IBI
venerdì 02/02 - ore 21
Prezzi
Intero: 7 euro / Soci: 6 euro
In collaborazione con
coop.Samarcanda, coop. Entropia, coop. Nova, coop. Comunità servizi, ass. Il mondo nella città
Recensione
IIbitocho Sehounbiatou è nata in Benin nel 1960. Madre di tre figli, per provvedere al loro sostentamento nel 2000 accetta di fare il corriere per dei trafficanti di droga. Scoperta e arrestata, finisce in carcere: dopo tre anni esce ma non può tornare dai suoi cari né ottenere un permesso di soggiorno in Italia. Si ferma in Campania, a Castel Volturno, in un purgatorio che sembra non avere mai fine. Da sempre vicino alle tematiche dei migranti e di chi vive lontano dalla propria patria, Andrea Segre realizza un documentario che parte da una vita, quella di Ibi, per tracciare un percorso esemplare del calvario vissuto da ogni povero costretto a girare il mondo per sopravvivere.
Ibi ha commesso un errore che non smetterà mai di pagare, ma non abbandona la sua straordinaria compostezza per cedere alla disperazione. Bloccata in una nazione che non è la sua e che si rifiuta di accoglierla in pianta stabile, Ibi si occupa delle proprie piante, conduce un’esistenza semplice con un nuovo compagno e si mantiene grazie a foto di matrimoni e celebrazioni.

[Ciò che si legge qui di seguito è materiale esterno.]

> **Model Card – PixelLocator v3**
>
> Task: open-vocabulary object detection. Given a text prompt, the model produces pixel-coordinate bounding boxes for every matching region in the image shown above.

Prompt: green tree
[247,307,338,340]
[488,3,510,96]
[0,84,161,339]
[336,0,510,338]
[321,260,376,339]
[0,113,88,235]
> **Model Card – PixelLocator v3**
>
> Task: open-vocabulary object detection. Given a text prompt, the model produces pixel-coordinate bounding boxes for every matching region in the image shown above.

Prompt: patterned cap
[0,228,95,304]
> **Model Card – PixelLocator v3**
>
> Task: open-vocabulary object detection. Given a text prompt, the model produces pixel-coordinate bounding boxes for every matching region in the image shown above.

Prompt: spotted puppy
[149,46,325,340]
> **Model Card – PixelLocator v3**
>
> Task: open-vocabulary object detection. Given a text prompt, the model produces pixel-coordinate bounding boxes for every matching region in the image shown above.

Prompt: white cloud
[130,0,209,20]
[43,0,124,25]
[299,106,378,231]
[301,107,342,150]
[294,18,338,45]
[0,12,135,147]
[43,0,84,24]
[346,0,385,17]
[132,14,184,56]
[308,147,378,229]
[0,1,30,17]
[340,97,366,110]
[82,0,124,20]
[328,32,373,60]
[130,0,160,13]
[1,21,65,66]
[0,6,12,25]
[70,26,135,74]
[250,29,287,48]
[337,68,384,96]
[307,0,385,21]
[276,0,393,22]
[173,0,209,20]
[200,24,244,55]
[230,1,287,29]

La macchina da presa di Segre si concentra sul quotidiano della donna, alternando l’alta definizione digitale a ciò che la stessa Ibi riprende, in bassissima fedeltà. Ogni frammento aiuta a comprendere una nuova sfaccettatura del dramma di Ibi e, con lei, di una generazione di migranti dell’Africa Nera che, a Castel Volturno, costituiscono la comunità più popolosa d’europa. Ibi non è mai tornata a casa né è diventata cittadina italiana. Quei solchi sulle gote, che paiono lacrime perenni, quasi evidenziano la tragicità di un personaggio su cui Segre concentra l’intera opera, al punto di intitolarla a lei.
L’empatia per la vicenda di Ibi è inevitabile, mentre la regia lavora di sottrazione, accostandosi con discrezione alla vita della donna. A parlare è soprattutto Salami, il suo nuovo compagno, che si racconta, in quella che sembra un’ideale risposta all’invito ricorrente ad “aiutarli a casa loro”: spesso quella di non tornare in Africa non rappresenta una scelta. Segre si consegna in toto all’affermazione politica di un assunto, mettendo da parte una possibile rielaborazione dei canoni del cinema documentario per privilegiare il messaggio.